MM: Is the demarcation sufficient?

 Daví Yanomami: I don't believe it's really guaranteed. I don't believe that the demarcation and the ratifying of the law is enough because we have a lot of enemies. There are the militaries, there is the governor and other politicians who are getting payrolls. There are also big Brazilian, American, German and Japanese mining companies that have a big interest in trying to change this law and to enter our territory.

 

MM: What else should be done to protect your land?

 Daví Yanomami: Although FUNAI has set up Indian posts that are supposed to protect our lands, it will be very difficult to operate them because FUNAI has no money. We the Yanomami also have a rule.

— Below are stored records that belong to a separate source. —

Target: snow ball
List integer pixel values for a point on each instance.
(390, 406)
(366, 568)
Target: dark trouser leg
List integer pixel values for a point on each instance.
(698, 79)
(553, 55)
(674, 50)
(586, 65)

We have to look out, we have to watch where the garimpeiros are entering. It is a preoccupation that we have and that the Commission for the Creation of the Yanomami Park has, so that through this vigilance we can detect where the new invasions are occurring.

MM: Have you experienced any racism at the Earth Summit?

 Daví Yanomami: We feel that there are many white people who don't like the truth and that they don't like it when we tell the truth about things. This is how discrimination starts.

MM: How does racism affect the lives of the Yanomami?

 Daví Yanomami: The Portuguese [and their descendants] have done cruel things to our people, and the fact that many Yanomamis have died with the invasion of the garimpeiros is proof of it. These people want to get rid of the Indians; they pay off people to kill the Indians. They have lawyers that will defend them and get them off without having to be punished.

In Roraima there is really a big problem of discrimination against Indian populations. In the city of Roraima, the white people often refer to Indian populations as bishus, which means animals. The white people say that they know everything, that they know how to make machines, to make radios, they have technology and that the Indians are lazy, that we only eat and sleep and don't produce and that we are animals.

These are the people who want to cut down the forest and sell the wood to Japan and other countries. They are the ones who are interested in minerals to make rings and necklaces. And they are destroying our lands.

The Brazilians want to destroy the Amazon because they're very worried that the foreigners will come and take everything away. They want to be the first to make use of it. Our enemies say that the people who work with us [foreign non-governmental organizations] are interested in working with us because they are really interested in taking our riches.

MM: What has been your reaction to the Earth Summit?

 Daví Yanomami: We have asked the shaman to get in touch with his teacher, an elder shaman, and tell him that this conference is taking place, and tell him that he should do some special shamanism so that the Americans should agree with what's going on here. They are asking the help of the older ones, who are the elders and teachers, so they should give more force to them here, and speak so that they will be able to communicate with President Bush, and convince him to go along with the other countries to save the universe. We don't want to hurt him. We want to ask him to respect us. And we want to ask him to sign the [biodiversity] treaty together with the other nations and to return our rights to life.

President Collor should also agree with preserving the planet. If he doesn't, then we are going to get together all of the shamans of Brazil and we are going to do a very strong shamanism.

President Bush thinks that he is the owner of the world but the shamans are the ones who have the knowledge. He is not the first world. We are the first world.